Además, y sobre todo, dedican sus esfuerzos a “educar en el gusto” a los más jóvenes, a través de charlas en los colegios, “para que no pierdan el olor, los sabores... tradicionales de nuestros alimentos. Nuestro objetivo –dice Mariano Gómez– es devolver el alma a los productos y el orgullo a sus productores”. “Y no tenemos vocación de minoritarios”, recalca.
En los noventa, ese combate contra la tiranía de las prisas y a favor de una cultura de la tranquilidad, llevó a un pequeño grupo de poblaciones italianas (Orvieto, Bra, Positano...) a crear el movimiento de ciudades lentas, Cittaslow, que pronto llegó a Gran Bretaña, Estados Unidos, Alemania, Noruega... y también a España.
Son poblaciones que, entre otras muchas cosas, no renuncian a las nuevas tecnologías, porque su uso racional también contribuye a mejorar la calidad de vida de sus habitantes, que apuestan por un desarrollo sostenible, por el uso de energías renovables, por recuperar y conservar tradiciones, que rechazan un urbanismo salvaje, que combaten el ruido, la suciedad y el uso irracional del agua.
Urbes que promueven una forma de vida más sana, relajada y sostenible, menos frenética, más humana y ecológica, más solidaria, que quieren recuperar una identidad gastronómica a veces perdida. En definitiva, una apuesta “por la buena vida” de sus habitantes y de quienes les visitan.
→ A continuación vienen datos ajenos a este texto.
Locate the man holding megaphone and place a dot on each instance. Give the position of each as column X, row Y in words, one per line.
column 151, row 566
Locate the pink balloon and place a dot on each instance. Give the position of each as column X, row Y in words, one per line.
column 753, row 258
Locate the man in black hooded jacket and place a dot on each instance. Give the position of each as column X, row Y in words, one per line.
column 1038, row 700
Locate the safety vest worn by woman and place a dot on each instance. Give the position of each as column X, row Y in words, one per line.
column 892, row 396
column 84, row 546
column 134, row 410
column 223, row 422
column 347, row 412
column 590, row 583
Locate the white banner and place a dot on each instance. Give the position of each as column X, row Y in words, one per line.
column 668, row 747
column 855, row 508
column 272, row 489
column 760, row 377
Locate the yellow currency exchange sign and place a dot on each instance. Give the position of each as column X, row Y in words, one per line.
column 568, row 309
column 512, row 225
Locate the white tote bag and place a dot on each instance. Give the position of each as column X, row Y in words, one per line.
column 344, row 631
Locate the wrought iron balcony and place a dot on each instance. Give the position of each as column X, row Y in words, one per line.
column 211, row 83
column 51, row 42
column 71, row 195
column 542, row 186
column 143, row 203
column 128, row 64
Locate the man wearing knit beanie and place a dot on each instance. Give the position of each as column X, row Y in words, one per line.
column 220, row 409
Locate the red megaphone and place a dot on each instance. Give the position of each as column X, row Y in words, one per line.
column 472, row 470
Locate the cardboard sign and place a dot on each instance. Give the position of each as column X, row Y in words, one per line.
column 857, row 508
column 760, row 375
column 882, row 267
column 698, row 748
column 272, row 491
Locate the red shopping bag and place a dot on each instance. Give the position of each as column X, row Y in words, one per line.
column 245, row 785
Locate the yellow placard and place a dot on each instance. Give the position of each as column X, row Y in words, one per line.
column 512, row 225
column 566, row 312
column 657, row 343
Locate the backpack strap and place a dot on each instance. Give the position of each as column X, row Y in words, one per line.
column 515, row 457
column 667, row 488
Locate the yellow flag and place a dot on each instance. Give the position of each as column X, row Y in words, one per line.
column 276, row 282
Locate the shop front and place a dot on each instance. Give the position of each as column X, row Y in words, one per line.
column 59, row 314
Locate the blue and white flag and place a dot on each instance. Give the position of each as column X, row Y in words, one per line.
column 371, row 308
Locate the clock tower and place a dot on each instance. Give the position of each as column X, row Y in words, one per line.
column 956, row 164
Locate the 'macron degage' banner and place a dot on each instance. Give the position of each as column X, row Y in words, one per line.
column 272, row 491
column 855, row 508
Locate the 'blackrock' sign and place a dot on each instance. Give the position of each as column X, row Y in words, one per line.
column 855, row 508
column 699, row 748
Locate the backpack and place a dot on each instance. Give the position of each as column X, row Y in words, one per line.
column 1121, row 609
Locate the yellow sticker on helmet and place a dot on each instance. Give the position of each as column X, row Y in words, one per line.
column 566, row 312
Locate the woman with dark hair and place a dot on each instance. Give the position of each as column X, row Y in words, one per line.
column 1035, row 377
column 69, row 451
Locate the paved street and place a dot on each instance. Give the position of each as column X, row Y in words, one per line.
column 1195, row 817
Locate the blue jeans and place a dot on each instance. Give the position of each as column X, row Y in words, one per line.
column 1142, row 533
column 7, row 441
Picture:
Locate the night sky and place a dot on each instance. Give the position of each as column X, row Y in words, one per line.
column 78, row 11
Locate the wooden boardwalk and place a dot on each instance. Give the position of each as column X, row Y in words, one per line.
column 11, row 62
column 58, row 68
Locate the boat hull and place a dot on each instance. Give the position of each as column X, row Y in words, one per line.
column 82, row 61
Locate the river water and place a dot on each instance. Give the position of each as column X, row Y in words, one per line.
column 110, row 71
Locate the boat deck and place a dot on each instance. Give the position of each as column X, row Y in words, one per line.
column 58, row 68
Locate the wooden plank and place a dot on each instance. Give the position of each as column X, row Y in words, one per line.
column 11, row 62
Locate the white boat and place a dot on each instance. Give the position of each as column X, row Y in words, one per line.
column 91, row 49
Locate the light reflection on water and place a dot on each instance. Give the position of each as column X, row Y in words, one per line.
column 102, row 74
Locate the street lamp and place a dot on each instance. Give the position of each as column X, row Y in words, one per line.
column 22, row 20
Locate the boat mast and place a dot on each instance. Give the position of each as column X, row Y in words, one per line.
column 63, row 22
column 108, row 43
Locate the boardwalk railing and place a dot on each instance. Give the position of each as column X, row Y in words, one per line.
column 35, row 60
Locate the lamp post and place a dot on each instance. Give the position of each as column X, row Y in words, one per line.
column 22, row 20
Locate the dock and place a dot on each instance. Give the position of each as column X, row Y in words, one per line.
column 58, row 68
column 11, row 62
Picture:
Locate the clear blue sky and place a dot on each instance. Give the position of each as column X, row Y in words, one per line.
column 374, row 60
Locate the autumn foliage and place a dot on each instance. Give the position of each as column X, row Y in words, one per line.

“Los servicios no están reñidos con mantener lo que somos, un pueblo”, destaca Inmaculada Martínez García, primer teniente de alcalde del Ayuntamiento de Bigastro (Alicante) –unos 7.000 habitantes–. Vida lenta, continúa, “es salir de casa todas las mañanas a las nueve menos diez de la mañana, dejar a mis dos hijos en el colegio y estar en mi despacho del Ayuntamiento a las nueve en punto. Y caminando”.